Watershed divides are something we understand without really ever having it explained. We feel the pull the same way water does. We can feel where those boundaries are even if they are unmarked (although they are marked in Tennessee).
We, like the water, are drawn in a certain direction. And somewhere in the night in that beautiful, bleak emptiness, there are lines.
Somewhere in downstate Illinois — maybe Marion or Mt. Vernon — Blackhawks territory becomes Blues territory. Somewhere else — Paducah perhaps — the Blues disappear and Predators emerge. In Iowa and Arkansas, three teams rub together. And in the prairie somewhere, maybe as soon as the mountains start to rend the once-endless flatness, there’s a line west of which farmboys pull for the Avs and east of which, farmgirls wont for St. Louis or Dallas or the Wild.

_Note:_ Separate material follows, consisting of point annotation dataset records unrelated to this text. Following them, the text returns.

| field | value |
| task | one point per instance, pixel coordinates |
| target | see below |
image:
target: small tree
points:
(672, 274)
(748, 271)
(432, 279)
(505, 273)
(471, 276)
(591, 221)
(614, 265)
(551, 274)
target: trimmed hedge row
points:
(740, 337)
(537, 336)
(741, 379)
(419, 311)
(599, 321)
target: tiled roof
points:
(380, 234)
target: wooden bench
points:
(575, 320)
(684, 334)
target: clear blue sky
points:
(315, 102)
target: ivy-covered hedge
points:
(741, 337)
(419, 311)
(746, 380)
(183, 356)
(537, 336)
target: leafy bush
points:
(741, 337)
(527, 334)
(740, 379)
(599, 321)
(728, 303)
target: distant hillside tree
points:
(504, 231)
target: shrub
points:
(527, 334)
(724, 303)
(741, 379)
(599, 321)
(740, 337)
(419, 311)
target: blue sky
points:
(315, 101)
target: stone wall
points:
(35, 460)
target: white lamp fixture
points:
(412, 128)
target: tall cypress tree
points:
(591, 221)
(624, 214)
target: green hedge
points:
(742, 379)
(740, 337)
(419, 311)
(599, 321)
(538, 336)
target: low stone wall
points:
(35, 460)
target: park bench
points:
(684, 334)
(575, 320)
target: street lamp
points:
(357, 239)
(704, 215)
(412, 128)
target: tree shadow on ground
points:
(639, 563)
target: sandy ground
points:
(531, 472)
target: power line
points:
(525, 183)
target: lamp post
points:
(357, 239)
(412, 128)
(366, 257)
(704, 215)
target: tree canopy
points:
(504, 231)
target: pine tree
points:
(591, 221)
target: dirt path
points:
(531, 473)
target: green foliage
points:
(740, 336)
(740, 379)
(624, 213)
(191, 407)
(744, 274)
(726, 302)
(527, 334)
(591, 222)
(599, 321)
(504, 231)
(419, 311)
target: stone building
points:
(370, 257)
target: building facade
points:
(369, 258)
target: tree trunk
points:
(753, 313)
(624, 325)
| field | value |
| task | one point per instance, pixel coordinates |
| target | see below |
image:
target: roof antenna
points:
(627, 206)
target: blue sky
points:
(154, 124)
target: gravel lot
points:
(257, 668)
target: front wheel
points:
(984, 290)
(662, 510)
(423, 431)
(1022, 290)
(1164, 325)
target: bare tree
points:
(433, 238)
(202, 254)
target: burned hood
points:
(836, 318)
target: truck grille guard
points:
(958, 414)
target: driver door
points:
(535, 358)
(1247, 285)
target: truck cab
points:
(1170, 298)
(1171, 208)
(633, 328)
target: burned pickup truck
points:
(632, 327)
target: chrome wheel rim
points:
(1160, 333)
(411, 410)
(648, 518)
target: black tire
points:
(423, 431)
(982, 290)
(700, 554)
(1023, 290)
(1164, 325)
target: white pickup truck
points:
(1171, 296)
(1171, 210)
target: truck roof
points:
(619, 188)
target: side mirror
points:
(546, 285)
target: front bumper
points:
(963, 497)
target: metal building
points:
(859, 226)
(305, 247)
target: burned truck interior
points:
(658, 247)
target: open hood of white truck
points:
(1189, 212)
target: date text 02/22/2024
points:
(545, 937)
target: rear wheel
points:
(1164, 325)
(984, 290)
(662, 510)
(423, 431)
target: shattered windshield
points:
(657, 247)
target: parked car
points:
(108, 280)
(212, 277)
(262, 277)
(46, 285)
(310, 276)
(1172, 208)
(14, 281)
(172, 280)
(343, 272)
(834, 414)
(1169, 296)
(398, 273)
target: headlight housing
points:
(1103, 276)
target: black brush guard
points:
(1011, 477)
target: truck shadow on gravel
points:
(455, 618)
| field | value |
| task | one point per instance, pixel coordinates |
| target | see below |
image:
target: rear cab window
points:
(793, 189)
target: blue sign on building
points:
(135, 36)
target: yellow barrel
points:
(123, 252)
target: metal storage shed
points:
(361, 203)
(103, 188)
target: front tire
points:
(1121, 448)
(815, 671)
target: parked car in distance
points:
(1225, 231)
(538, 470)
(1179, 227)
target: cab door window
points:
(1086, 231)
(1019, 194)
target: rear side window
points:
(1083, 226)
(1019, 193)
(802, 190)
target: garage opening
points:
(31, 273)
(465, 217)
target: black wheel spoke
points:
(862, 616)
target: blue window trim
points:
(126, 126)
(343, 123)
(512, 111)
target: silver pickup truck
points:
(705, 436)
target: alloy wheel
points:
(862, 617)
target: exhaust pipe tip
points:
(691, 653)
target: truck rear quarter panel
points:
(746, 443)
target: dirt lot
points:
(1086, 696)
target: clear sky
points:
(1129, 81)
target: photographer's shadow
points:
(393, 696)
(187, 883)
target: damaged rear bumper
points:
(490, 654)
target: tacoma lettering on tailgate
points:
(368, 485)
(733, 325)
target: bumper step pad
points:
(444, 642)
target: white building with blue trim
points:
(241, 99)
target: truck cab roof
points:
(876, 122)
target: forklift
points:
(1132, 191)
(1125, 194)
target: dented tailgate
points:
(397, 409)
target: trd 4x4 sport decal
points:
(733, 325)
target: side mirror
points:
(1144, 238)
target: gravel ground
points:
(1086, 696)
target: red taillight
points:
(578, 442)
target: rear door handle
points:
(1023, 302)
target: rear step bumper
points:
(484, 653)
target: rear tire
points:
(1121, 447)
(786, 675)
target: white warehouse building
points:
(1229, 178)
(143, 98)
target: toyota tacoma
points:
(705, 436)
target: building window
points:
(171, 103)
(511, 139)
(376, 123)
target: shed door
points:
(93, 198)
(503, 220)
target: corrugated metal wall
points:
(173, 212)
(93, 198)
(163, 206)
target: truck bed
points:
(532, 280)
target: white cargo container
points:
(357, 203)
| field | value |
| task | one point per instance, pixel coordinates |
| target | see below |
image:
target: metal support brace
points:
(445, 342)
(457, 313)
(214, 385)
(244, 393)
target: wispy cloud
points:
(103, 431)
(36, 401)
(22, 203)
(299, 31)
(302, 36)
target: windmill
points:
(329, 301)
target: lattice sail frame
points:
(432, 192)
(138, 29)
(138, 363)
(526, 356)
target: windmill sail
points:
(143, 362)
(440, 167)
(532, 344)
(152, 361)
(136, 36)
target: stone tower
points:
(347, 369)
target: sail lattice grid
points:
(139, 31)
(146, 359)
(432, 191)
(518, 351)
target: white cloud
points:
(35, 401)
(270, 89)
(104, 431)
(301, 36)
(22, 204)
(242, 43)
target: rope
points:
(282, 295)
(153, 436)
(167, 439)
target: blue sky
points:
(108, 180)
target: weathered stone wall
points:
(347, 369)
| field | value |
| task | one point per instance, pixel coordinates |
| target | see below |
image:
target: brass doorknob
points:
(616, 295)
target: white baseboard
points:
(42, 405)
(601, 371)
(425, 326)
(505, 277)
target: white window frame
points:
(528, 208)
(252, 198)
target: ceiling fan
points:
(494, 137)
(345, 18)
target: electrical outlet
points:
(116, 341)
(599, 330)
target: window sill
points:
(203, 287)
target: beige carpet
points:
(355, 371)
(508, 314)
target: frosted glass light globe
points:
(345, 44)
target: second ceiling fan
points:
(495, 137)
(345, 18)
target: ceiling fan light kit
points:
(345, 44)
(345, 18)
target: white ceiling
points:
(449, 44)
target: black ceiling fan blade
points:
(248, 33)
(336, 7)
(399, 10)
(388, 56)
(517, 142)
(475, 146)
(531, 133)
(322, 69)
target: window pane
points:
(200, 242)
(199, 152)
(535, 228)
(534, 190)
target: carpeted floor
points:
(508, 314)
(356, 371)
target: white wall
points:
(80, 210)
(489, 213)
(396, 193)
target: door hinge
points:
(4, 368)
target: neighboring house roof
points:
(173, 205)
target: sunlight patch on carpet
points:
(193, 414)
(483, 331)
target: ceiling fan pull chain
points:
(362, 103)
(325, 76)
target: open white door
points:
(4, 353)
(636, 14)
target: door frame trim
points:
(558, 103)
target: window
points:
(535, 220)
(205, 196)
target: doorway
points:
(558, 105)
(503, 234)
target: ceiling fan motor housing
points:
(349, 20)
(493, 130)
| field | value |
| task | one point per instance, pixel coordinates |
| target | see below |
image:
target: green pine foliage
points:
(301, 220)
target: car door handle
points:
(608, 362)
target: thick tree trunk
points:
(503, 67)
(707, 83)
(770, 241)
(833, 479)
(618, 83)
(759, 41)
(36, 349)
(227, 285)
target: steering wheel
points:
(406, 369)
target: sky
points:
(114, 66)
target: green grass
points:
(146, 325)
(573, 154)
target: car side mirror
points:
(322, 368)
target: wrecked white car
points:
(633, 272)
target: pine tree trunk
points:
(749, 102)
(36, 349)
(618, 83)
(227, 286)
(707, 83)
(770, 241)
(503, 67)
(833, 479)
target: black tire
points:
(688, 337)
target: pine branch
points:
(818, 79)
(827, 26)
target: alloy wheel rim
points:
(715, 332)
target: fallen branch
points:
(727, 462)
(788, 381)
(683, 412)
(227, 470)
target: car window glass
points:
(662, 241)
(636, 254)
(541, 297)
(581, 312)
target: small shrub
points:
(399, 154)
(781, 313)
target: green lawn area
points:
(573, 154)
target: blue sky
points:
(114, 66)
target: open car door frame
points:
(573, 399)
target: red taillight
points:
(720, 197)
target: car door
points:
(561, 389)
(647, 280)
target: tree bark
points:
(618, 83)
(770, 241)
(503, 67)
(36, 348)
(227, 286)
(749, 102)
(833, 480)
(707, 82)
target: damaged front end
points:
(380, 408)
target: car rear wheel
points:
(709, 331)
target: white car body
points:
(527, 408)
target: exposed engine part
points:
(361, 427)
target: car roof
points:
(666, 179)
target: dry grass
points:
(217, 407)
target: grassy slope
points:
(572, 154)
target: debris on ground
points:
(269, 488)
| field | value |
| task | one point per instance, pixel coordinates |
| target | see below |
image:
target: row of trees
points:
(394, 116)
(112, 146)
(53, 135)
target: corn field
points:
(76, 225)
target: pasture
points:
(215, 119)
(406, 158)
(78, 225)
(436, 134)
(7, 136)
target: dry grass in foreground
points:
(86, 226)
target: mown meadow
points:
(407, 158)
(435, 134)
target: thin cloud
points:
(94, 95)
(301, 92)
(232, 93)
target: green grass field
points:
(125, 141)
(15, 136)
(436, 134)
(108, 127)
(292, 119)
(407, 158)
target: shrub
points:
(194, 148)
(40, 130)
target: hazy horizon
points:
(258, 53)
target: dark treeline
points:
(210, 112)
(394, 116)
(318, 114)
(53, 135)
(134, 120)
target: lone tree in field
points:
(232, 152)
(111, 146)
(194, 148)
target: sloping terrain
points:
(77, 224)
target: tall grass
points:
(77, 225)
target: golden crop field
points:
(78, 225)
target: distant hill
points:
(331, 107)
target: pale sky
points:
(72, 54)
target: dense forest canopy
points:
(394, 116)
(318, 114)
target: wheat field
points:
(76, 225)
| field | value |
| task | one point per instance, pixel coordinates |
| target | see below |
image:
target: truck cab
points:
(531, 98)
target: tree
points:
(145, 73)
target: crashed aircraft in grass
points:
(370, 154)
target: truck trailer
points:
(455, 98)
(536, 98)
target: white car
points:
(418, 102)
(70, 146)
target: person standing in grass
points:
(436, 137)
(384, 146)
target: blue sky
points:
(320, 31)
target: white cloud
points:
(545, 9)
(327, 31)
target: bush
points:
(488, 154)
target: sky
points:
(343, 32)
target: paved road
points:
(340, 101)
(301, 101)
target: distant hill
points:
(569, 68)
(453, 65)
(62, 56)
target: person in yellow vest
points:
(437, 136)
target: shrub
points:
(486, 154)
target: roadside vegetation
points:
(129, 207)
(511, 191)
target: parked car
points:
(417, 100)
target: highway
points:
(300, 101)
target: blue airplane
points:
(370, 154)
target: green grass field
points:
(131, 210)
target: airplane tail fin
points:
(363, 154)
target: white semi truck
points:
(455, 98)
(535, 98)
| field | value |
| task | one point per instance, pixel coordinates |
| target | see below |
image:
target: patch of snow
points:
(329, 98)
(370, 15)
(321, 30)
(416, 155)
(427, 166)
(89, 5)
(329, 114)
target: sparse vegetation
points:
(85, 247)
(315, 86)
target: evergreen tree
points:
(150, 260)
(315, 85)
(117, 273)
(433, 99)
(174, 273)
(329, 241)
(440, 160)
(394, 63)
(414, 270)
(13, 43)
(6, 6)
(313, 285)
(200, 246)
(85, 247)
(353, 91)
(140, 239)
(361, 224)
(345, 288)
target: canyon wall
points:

The center of the continent is a patchwork quilt — there’s an image I don’t have to explain, but would, perhaps, if this site was about some other division.
Are there as many hockey fans in Nebraska as there are in New York? Of course not. There may even be more in Nunavut. But are the fans in colder or coastal climes more passionate? Certainly not.
The pull to our cities is stronger and our pull for the teams is those cities is mighty. We feel connected to cities — and in some cases, these are cities we’ve never been to — and feel part of the fraternity that is fan.
Not all fans are accidents of geography. Some are accidents of genetics, an affliction of affection passed down from one generation to the next like color-blindness, where it might show up in one child but another might resist.
And some times the most irrational thing in the world — fandom — gets more irrational still. A little boy in Pennsylvania can love the Nordiques because of their uniforms, and because of a lack of connection to Quebec, he doesn’t care much when they move to Denver and in a sea of Penguins, he’s a bank of snow.
As the waters of those rivers change all they touch constantly and forever, so too are our teams changing: players go, uniforms change, mascots arrive, coaches leave. As the river takes, though, it gives: silt swept away is replaced by silt from elsewhere. On the edges, the shores look different, but take a wider view and the shore looks the same as it ever did. And the water, of course, is the same water. Flowing down, ever down, then rising up and falling again and again and again, always drawn back to the same places.
Tomorrow night, we’ll go back to those familiar places too. Fans will stream to seven different cities like drops of water to the big rivers. Our destinations are different and yet, the ultimate goal is the same.
Six of the seven cities are on the same side of North America’s great continental divides; Winnipeg, ever our weird cousin, sends its water to the Hudson Bay instead of the Gulf of Mexico. But none of us are drawn to the Atlantic or Pacific Oceans.
As ever, we go our own ways, but we go there together.